En Europa, el mercado de destino al que se dirigen los cargamentos que llegan a pasar por
nuestro país, el precio de la sustancia se ha mantenido estable en los últimos diez años, pero la
cantidad de consumidores se ha incrementado sostenidamente. La cocaína es el estimulante
ilegal más consumido en el viejo continente y en la población de entre 15 y 35 años el
consumo activo alcanza a casi 3% de las personas (aunque en Reino Unido y los Países Bajos es
de casi 5% de las personas jóvenes). Este incremento se ha mantenido incluso ante la
aparición, en las últimas décadas, de otro tipo de estimulantes sintéticos que se fabrican
localmente y, por lo tanto, pueden traficarse con una ecuación de costo-beneficio más
favorable para las organizaciones. Esto nos lleva a una discusión en torno a la excepcionalidad
de la cocaína como sustancia psicoactiva y a la constatación de que nada hace pensar que su
demanda vaya a decrecer ni mucho menos, como se ha planteado la comunidad internacional
en reiteradas oportunidades, a desaparecer.

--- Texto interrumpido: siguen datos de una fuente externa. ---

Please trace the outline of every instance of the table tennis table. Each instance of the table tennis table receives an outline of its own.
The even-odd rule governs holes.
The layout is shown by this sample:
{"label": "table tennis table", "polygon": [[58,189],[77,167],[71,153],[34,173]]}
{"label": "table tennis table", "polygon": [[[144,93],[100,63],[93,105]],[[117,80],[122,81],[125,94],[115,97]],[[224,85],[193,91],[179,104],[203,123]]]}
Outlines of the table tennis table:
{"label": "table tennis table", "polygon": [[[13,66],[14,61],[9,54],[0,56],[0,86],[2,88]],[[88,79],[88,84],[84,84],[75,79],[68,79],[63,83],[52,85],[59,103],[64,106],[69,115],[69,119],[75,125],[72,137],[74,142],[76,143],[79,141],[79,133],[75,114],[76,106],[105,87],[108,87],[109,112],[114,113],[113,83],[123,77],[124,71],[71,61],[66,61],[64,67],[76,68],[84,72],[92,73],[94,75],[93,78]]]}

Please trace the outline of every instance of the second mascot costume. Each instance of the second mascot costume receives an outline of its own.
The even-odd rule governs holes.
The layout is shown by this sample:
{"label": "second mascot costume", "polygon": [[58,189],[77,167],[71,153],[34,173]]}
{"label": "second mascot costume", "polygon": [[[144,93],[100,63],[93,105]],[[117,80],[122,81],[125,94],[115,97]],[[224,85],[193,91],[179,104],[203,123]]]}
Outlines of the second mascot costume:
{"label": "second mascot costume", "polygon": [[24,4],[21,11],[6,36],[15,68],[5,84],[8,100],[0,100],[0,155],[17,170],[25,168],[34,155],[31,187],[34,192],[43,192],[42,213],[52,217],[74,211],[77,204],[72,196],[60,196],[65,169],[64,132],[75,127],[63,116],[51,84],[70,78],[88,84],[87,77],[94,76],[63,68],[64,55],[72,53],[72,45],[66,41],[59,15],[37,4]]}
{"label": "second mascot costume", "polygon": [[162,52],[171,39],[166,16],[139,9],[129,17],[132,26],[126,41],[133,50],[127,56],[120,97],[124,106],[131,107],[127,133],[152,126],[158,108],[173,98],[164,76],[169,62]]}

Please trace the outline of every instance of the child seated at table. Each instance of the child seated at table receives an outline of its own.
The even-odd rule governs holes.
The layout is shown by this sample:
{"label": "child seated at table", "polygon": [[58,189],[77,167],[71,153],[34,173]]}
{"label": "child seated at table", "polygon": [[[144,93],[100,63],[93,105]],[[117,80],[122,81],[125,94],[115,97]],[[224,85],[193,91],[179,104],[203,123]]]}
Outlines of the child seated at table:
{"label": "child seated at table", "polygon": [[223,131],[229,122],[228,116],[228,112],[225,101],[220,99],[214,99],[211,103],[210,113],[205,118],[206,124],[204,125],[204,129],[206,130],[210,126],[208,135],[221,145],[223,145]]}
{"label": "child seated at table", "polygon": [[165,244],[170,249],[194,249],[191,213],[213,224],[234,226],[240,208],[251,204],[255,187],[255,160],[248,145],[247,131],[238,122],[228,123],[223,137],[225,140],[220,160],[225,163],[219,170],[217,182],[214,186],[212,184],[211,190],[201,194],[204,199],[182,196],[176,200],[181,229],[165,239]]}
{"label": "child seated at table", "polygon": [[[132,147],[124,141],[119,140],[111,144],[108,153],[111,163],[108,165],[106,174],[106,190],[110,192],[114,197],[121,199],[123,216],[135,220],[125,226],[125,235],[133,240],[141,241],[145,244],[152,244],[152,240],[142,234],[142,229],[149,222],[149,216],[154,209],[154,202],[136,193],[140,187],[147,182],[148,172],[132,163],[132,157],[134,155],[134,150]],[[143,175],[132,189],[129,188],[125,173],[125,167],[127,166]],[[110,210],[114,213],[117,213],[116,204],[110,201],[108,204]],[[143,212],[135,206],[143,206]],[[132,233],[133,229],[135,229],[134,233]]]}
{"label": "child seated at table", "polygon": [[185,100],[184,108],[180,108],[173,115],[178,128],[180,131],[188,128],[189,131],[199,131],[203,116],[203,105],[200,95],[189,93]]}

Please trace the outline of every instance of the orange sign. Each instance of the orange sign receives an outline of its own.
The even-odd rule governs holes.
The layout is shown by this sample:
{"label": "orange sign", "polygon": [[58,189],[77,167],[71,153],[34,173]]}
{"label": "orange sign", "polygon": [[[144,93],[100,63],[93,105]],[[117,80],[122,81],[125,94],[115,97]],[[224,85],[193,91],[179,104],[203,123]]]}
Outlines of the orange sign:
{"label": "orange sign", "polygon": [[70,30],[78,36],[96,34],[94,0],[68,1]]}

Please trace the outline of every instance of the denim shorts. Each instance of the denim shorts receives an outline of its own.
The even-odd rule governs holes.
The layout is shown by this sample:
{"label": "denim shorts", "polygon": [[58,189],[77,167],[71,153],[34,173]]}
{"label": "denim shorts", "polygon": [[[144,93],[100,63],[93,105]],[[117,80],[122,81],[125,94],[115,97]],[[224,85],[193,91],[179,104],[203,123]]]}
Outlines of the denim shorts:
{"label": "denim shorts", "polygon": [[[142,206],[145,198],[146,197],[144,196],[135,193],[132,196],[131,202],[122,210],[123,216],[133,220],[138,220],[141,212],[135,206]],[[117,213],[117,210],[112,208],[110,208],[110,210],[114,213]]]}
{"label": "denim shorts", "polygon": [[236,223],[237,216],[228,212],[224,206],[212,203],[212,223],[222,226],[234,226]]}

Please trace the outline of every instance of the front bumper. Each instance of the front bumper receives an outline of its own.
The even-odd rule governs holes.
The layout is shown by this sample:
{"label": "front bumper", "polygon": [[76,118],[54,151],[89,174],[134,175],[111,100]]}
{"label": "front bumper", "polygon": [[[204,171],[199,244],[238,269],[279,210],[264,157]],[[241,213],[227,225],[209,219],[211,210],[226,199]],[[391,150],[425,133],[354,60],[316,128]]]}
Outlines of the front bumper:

Relacionado al vigor que mantiene la demanda en los mercados de destino, hay que agregar el
hecho de que el precio de cada kilo de cocaína se multiplica por ocho al atravesar el océano
Atlántico y por 50 al alcanzar la venta minorista, todo lo cual supone un enorme incentivo
económico para colocar los cargamentos en el viejo continente.
Una caracterización como la que acabo de plantear en este artículo pretende dar cuenta tanto
de la complejidad del fenómeno como de la ineficacia e inadecuación de las soluciones de
política pública llevadas adelante hasta el momento. Frase conocida pero poco implementada:
parece poco inteligente insistir una y otra vez con una misma fórmula y esperar obtener
resultados diferentes. Quizá el dilema central no tenga que ver ya con la posibilidad de perder
o ganar la guerra contra las drogas, sino con reconocer que la aproximación al tema en clave
de combate bélico es inadecuada.
Resulta inminente profundizar un debate, ya inexorablemente abierto, sobre alternativas de
política pública en drogas a partir de una valoración crítica e inteligente de los aciertos y, sobre
todo, de los errores cometidos. Pero para ello será necesario despojarnos de los viejos ropajes
dogmáticos donde todo aquello que no es la prohibición absoluta implica un sacrificio de la
salud de la gente.
Pero un debate de este tipo, para ser efectivo, debe ser necesariamente internacional. Las
características descritas del alcance del fenómeno imponen que esto sea así. Todo indica que
ese camino será largo, porque no hay consensos fácilmente alcanzables en este terreno. Por el
contrario, el bloque que se opone a tocar cualquier variable del statu quo es amplio y no está
dispuesto a hacer concesiones.
Mientras tanto, no queda sólo deliberar, es posible profundizar un camino al que Uruguay ha
realizado contribuciones históricas y que implica humanizar las políticas de drogas
desplazando del centro a las sustancias y ubicando los temas del desarrollo humano y la salud
integral en el centro de la escena.
Diego Olivera es secretario general de la Secretaría Nacional de Drogas.